Machado de Assis POSSÍVEL E IMPOSSÍVEL



É um lugar comum em quase todos os poetas novéis maldizer do destino e tecer elogios ao desânimo aos vinte anos de idade.

Resulta daqui que as verdadeiras dores, caindo no descrédito comum, não podem achar indulgência da parte de ninguém; e quando um poeta, na aurora da vida e nos primeiros movimentos da inspiração, lembra-se de traduzir, em um hino de sua lira, uma dor que o consome ou um desânimo que o abate, a multidão recebe o hino e o poeta com o mesmo sorriso de incredulidade reservado para todos.

Será entretanto impossível esta situação? A mocidade é o tempo das ilusões; a mocidade dos poetas ainda mais. A imaginação mais viva dá maior corpo e maior luz aos sonhos e às quimeras. Tanto mais vivas são, tanto maior é a dor de os ver desvanecidos. Ora, figure-se um coração ardente, uma imaginação exaltada, um espírito veemente, abrindo os olhos ao mundo fantástico das quimeras e dos sonhos. Figure-se tudo isto, e veja-se se, ao primeiro desencanto, ao primeiro obstáculo, esta criatura sensível não deve manifestar as suas dores e os seus desprazeres na linguagem veemente e franca que Deus lhe deu.

É certo que são comuns os poetas desiludidos aos vinte anos; mas entre uns e outros há a diferença do falso ao verdadeiro. Há nas dores sinceras um tom de verdade singela e pura ingenuidade que se não confunde com os arrebiques mal aplicados da poesia chorona por convenção.
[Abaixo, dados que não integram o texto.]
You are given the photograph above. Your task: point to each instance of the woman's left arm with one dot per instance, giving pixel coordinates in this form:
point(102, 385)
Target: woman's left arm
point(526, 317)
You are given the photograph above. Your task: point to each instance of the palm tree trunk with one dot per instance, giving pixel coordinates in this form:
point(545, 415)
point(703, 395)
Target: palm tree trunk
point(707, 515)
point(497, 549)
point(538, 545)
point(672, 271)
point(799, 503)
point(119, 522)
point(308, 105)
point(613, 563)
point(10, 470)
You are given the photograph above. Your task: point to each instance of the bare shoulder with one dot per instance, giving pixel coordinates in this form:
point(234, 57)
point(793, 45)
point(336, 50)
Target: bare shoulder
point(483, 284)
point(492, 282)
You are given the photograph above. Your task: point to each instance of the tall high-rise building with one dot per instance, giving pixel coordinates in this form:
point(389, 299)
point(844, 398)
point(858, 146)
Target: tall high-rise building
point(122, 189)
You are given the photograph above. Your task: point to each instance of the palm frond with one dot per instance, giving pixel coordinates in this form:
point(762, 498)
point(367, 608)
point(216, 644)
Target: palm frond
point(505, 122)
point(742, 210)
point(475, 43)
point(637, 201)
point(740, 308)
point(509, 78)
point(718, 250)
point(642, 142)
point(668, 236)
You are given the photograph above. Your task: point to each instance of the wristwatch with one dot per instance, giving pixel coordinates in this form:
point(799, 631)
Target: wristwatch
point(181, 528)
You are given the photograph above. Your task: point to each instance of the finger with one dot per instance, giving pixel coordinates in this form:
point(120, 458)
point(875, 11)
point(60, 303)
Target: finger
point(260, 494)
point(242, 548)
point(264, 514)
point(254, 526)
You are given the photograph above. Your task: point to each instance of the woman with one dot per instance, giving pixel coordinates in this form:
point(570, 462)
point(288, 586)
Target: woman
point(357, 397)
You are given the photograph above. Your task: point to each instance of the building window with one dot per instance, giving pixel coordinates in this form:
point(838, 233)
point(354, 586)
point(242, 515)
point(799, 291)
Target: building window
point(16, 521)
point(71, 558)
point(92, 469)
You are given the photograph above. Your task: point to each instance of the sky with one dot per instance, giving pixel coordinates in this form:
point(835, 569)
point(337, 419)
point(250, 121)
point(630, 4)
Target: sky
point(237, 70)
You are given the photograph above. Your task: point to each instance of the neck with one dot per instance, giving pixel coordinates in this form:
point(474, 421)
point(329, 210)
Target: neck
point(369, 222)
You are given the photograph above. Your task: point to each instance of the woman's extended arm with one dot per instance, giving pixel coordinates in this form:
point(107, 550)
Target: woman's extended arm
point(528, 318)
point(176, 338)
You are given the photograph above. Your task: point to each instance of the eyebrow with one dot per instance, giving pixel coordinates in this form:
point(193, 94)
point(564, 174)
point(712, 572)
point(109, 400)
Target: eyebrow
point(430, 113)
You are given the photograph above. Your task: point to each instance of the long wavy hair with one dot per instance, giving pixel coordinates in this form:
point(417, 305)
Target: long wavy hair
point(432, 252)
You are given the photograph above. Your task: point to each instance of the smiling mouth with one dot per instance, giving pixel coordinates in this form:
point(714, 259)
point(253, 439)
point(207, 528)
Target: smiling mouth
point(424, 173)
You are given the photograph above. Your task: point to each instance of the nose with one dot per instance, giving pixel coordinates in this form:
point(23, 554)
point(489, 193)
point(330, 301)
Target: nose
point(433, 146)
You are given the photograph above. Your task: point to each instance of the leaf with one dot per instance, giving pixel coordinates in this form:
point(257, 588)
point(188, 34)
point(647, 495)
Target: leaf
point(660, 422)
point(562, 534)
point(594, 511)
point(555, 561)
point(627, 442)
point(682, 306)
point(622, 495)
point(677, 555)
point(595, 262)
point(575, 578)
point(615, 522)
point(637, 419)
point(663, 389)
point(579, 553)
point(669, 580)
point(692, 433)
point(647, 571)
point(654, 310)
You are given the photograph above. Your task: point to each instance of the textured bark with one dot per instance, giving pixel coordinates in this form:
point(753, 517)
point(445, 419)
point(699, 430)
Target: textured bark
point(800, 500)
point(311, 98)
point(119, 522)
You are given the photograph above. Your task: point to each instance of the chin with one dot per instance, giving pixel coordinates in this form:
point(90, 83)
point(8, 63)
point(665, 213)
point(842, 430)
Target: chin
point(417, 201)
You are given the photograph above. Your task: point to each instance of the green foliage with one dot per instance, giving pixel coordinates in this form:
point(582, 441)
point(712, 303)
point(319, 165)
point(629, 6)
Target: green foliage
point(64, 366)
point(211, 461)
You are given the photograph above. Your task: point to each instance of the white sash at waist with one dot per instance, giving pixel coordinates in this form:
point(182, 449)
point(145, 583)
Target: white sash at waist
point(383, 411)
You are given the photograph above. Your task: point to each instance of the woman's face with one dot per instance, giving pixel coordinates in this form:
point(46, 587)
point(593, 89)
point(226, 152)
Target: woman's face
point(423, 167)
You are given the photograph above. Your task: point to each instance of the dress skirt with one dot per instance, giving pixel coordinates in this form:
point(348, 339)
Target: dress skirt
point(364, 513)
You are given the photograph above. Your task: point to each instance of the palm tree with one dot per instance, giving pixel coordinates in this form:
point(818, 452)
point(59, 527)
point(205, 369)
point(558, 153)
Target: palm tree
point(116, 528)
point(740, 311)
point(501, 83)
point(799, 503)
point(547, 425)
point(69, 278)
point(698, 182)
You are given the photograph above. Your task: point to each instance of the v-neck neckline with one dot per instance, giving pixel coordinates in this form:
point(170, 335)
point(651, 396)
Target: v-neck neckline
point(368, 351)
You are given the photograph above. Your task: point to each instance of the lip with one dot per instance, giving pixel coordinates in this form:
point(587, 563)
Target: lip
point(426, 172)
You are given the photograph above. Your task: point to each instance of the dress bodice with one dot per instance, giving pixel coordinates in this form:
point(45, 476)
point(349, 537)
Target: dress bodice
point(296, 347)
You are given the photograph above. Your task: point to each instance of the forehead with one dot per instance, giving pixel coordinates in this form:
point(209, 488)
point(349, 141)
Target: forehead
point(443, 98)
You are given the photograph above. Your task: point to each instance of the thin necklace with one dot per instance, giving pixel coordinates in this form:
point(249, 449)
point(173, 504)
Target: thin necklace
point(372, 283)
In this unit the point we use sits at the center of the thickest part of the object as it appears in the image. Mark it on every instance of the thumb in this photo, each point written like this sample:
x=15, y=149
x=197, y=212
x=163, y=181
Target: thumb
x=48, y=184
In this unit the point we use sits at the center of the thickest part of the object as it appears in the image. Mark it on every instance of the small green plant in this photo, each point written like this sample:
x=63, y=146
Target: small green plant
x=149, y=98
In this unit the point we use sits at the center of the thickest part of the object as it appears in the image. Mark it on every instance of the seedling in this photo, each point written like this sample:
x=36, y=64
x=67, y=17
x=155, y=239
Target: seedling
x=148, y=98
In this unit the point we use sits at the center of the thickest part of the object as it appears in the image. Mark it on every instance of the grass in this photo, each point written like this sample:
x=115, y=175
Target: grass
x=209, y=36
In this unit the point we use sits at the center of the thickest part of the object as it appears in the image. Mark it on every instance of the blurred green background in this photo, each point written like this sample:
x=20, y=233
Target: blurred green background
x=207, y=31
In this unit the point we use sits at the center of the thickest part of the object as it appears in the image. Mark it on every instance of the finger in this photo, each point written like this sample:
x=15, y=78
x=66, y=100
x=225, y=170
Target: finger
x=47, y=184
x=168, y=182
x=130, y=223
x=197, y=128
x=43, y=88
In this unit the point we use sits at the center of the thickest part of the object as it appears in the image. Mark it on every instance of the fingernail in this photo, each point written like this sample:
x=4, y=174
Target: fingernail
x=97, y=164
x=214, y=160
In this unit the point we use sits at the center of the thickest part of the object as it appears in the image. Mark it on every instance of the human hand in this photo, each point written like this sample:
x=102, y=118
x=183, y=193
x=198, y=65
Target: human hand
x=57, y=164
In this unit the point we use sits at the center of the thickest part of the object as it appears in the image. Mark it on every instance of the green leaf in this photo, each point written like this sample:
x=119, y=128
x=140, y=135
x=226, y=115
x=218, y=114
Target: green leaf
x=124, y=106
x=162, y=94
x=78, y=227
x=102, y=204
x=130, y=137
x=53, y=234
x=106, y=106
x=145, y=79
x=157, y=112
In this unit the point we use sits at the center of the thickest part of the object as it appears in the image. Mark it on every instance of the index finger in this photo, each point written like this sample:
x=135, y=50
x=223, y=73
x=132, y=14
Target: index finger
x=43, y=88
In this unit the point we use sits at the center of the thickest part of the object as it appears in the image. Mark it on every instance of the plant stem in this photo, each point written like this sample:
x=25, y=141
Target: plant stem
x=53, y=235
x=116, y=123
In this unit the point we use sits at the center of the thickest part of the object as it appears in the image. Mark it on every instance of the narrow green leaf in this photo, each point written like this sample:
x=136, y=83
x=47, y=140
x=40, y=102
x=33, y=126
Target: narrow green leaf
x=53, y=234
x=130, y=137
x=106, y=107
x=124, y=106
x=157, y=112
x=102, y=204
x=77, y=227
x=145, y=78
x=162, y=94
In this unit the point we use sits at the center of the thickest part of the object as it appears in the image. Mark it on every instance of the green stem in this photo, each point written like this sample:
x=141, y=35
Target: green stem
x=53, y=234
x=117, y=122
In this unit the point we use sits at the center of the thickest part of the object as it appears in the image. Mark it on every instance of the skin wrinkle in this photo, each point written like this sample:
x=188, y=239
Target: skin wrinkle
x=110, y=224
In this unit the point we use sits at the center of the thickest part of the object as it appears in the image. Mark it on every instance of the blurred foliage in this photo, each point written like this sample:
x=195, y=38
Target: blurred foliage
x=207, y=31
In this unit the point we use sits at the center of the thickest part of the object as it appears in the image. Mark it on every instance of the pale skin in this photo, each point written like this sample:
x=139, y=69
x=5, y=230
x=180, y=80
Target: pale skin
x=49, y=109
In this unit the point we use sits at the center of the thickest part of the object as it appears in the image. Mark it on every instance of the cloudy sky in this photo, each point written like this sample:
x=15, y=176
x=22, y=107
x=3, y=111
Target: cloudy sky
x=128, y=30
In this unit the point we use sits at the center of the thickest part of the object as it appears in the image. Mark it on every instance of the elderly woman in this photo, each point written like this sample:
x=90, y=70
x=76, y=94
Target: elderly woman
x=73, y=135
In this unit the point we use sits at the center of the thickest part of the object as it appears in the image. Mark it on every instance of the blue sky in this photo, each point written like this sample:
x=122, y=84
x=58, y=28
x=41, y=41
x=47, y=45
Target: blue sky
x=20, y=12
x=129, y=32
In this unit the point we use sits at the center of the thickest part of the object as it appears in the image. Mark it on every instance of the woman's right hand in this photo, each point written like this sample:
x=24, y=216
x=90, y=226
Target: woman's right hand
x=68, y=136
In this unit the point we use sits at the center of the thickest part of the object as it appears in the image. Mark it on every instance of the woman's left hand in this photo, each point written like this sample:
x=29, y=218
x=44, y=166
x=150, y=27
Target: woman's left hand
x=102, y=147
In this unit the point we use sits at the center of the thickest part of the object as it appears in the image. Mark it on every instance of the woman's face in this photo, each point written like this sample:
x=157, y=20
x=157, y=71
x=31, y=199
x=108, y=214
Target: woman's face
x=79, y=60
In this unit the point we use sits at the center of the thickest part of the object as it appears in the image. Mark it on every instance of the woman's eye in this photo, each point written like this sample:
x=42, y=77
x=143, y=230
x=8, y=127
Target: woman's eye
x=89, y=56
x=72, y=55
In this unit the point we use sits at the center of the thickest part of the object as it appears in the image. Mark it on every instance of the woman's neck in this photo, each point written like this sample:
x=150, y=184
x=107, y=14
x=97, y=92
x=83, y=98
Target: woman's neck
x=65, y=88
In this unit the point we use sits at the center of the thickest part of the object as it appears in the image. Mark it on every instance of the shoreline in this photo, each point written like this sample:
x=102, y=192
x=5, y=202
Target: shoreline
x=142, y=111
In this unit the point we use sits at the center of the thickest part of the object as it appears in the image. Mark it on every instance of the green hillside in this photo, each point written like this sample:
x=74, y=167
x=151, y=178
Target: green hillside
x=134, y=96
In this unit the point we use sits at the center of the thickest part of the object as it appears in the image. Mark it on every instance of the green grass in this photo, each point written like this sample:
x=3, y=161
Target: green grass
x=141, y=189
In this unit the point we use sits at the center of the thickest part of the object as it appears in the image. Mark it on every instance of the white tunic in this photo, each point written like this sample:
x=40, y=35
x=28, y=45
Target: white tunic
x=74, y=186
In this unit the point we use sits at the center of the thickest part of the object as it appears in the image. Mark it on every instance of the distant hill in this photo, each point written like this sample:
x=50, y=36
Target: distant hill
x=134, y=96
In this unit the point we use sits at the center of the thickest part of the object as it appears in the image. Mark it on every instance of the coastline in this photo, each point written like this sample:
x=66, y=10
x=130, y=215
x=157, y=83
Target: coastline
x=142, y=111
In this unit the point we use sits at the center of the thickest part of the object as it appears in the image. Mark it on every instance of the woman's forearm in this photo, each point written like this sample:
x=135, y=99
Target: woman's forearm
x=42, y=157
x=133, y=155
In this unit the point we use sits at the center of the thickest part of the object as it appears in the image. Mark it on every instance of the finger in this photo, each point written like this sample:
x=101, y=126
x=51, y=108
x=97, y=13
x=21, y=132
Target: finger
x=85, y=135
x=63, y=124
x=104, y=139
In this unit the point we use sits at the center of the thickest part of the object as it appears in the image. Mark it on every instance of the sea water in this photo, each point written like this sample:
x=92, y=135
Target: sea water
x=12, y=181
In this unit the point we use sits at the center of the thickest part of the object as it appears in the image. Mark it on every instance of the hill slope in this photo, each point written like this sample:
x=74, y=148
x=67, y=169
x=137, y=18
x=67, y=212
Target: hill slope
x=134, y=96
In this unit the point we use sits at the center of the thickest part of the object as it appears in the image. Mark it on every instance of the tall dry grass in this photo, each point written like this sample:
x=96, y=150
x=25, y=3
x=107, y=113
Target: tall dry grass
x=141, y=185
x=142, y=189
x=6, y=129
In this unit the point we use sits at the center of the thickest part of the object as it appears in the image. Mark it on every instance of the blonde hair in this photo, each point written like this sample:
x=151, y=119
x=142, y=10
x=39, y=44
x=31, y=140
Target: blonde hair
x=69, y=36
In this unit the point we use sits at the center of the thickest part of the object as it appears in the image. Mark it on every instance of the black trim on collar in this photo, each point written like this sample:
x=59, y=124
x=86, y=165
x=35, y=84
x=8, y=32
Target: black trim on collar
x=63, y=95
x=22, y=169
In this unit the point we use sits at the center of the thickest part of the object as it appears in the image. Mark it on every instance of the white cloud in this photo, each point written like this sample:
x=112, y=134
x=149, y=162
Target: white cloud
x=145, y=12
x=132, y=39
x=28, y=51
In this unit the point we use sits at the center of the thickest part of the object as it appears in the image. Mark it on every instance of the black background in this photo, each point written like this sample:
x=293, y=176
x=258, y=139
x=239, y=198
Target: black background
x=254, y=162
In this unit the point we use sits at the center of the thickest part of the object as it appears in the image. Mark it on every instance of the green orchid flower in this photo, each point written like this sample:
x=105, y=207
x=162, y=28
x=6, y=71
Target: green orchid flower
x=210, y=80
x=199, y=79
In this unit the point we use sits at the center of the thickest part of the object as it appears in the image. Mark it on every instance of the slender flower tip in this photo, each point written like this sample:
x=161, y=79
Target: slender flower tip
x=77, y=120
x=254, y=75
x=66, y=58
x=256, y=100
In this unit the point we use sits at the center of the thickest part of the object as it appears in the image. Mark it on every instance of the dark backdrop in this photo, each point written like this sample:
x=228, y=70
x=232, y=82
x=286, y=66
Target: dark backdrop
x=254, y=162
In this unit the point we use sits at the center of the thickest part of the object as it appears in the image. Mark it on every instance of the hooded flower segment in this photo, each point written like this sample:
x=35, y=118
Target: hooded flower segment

Tinha vinte e dois anos o herói desta narrativa. Era poeta desde os dezesseis. Era-o mesmo desde antes. Aos doze anos, estando a passear, com a família, em uma campina junto à cidade em que nascera, foi surpreendido pelo espetáculo que oferecia o lugar na hora do por do sol. Era uma estrofe de poesia rústica, uma lauda das Geórgicas. O meu poeta, deixando a família e os rapazes com quem ia, parou extático a contemplar o espetáculo. Só muito adiante a família reparou na ausência do pequeno; voltaram buscá-lo. Daí em diante o pequeno caminhou maquinalmente.